In addition to 2-layer quarantine, schools, large businesses, and community events may need to be restricted if not enough cases are detected. If 70% of cases are detected, no restriction is necessary as long as 2-layer quarantine starts on day 8 (Figs. 1 and 4). If 60% of cases are detected, schools and businesses can reopen, but community events need to be restricted (Fig. 4). Community contacts outside schools, work, and home account for ~30% of daily contacts12 (Fig. S3).
The daily cases as a function of time after reopening. Different colors correspond to different values of Pd. * means only businesses with less than 2,000 employees are reopened. Error bars denote S.E.M.
If 30% of cases are detected, schools and large businesses (>2000 employees in our model) need to remain in virtual mode (Fig. 4). Due to their large size, schools and large businesses are hot spots for disease transmission. In our model, students are 66% +/− 12% more likely to transmit the disease than the rest of the population. Employees of large businesses, 94% +/− 5%. According to the model, had schools, large businesses, and community activities been shut down on March 3, the outbreak in Massachusetts would be limited to 3220 +/− 650 people and peaked by March 31 (Fig. S9).
Cumulative and daily cases as a function of time in simulations in which schools, large businesses, and community activities shut down on March 14 (top) and March 3 (bottom). Error bars denote S.E.M (n=20).
Here we show the probability of resurgence for a given reopening open depends on Pd, the percentage of cases detected, and τq, the time quarantine starts (Fig. 1). This conclusion is based on the microsimulations of a hypothetical region similar to Massachusetts. To use the model for policymaking, however, it needs to be refined by local government records on population, employment, school, business, household, etc. The model can also be updated in the future as more data on disease transmission become available. The model can also be custom-built for regions other than Massachusetts. Nevertheless, for any given region, the more cases detected, the earlier quarantine starts, the less restrictive the reopening plan is expected to be.
The resurgence of infectious disease has significant impacts on public health and the economy. At the initial stage of reopening, it is safer to assume only a small percentage of cases (Pd = 30% or less) are detected late in the infectious window (τq = day 8 or later). In order to increase Pd, it may be necessary to (i) test all symptomatic patients, (ii) test all close contacts of confirmed cases, and (iii) screen high-risk populations routinely.
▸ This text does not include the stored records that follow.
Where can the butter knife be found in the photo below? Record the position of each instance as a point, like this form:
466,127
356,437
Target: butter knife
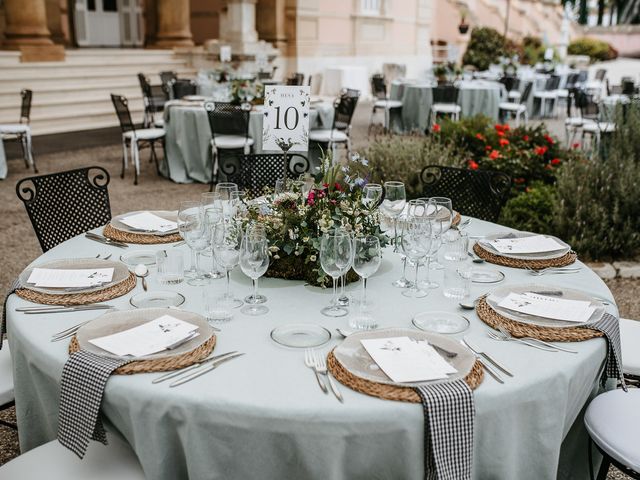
204,370
169,375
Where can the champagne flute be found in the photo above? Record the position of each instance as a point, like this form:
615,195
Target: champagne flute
254,261
335,255
366,261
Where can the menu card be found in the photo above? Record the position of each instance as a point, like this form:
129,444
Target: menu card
152,337
406,360
76,278
532,244
149,222
530,303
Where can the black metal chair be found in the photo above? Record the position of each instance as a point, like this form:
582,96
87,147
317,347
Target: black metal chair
65,204
21,131
475,193
256,171
229,125
340,131
135,138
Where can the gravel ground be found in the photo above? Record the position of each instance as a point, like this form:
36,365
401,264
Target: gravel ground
21,247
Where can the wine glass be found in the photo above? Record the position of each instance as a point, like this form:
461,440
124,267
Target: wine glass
254,261
196,235
226,251
416,241
335,256
371,195
366,261
188,207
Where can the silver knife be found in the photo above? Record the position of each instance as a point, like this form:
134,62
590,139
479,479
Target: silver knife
477,351
169,375
202,371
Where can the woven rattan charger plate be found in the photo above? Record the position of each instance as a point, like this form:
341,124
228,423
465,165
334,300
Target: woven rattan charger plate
160,364
128,237
390,392
79,298
563,261
548,334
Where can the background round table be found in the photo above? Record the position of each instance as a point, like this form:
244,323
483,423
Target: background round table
263,416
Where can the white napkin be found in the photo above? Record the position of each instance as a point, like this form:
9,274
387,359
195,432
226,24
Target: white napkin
532,244
58,278
405,360
148,338
150,222
578,311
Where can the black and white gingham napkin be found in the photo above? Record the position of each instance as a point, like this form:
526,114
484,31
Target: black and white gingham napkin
449,412
610,326
84,378
3,323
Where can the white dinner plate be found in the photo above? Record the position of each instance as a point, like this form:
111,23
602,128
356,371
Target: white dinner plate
120,274
357,361
116,222
565,248
114,322
499,294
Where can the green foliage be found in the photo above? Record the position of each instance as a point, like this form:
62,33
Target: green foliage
597,50
485,47
531,210
598,211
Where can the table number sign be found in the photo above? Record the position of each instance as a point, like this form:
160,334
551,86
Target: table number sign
286,119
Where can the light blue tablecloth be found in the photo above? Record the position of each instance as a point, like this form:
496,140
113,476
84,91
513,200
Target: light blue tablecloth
263,416
188,139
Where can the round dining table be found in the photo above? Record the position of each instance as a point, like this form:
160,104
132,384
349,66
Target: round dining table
263,416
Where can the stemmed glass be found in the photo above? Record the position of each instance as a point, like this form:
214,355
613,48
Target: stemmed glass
187,208
366,261
254,261
335,257
226,251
To decrease τq, besides utilizing fast COVID-19 tests and contact tracking apps, it is also essential to consider the psychological and economic burden of testing and quarantine13. One possibility to offset such burdens is to issue stimulus checks to individuals and businesses affected by quarantines. 100,000 checks a day, $250 per check, cost $25million, which corresponds to 1.5% of daily GDP in Massachusetts14. 100,000 COVID-19 tests a day cost $5million15, or 0.3% of daily GDP. Therefore, encouraging more COVID-19 tests earlier is a small investment with a high return.
Methods
Disease transmission
In our microsimulation model, the disease spreads through three types of contacts. Contacts at school/work, home/residence, and community events account for 37%, 34%, and 29% of total contacts, respectively. This ratio is consistent with a recent study of social contacts in European countries12.
Each disease carrier makes up to four contacts at school/work every workday, three contacts at home/residence every night, and four contacts in a community event (see section region-specificity). The probability of infection upon contact is a free parameter in the model. We set it to 45%. This value is constrained by (i) the number of confirmed cases and (ii) the number of deaths reported by MDPH, and (iii) the number of conference attendees with COVID-19 symptoms reported by Biogen on March 316.
Detection and quarantine
Our model follows the timeline of the COVID-19 outbreak in Massachusetts. Once a case is detected, the disease carrier and its contacts are subject to quarantine. The number of detected cases between February 26 and April 9 is set by the number of confirmed reported daily by MDPH. Between April 10 and the reopen date (see section reopen), the number of detected cases is determined by min(2151, Pd*N). 2151 is the number of confirmed cases on April 9, Pd is the probability of detection, and N is the number of disease carriers between days 8 and 14 post-infection. After the reopen date, the number of detected cases is determined by Pd*N’, where N’ is the number of disease carriers on days τq post-infection. We assumed that disease carriers under quarantine no longer go to work, school, community events, but continue to make contacts at home.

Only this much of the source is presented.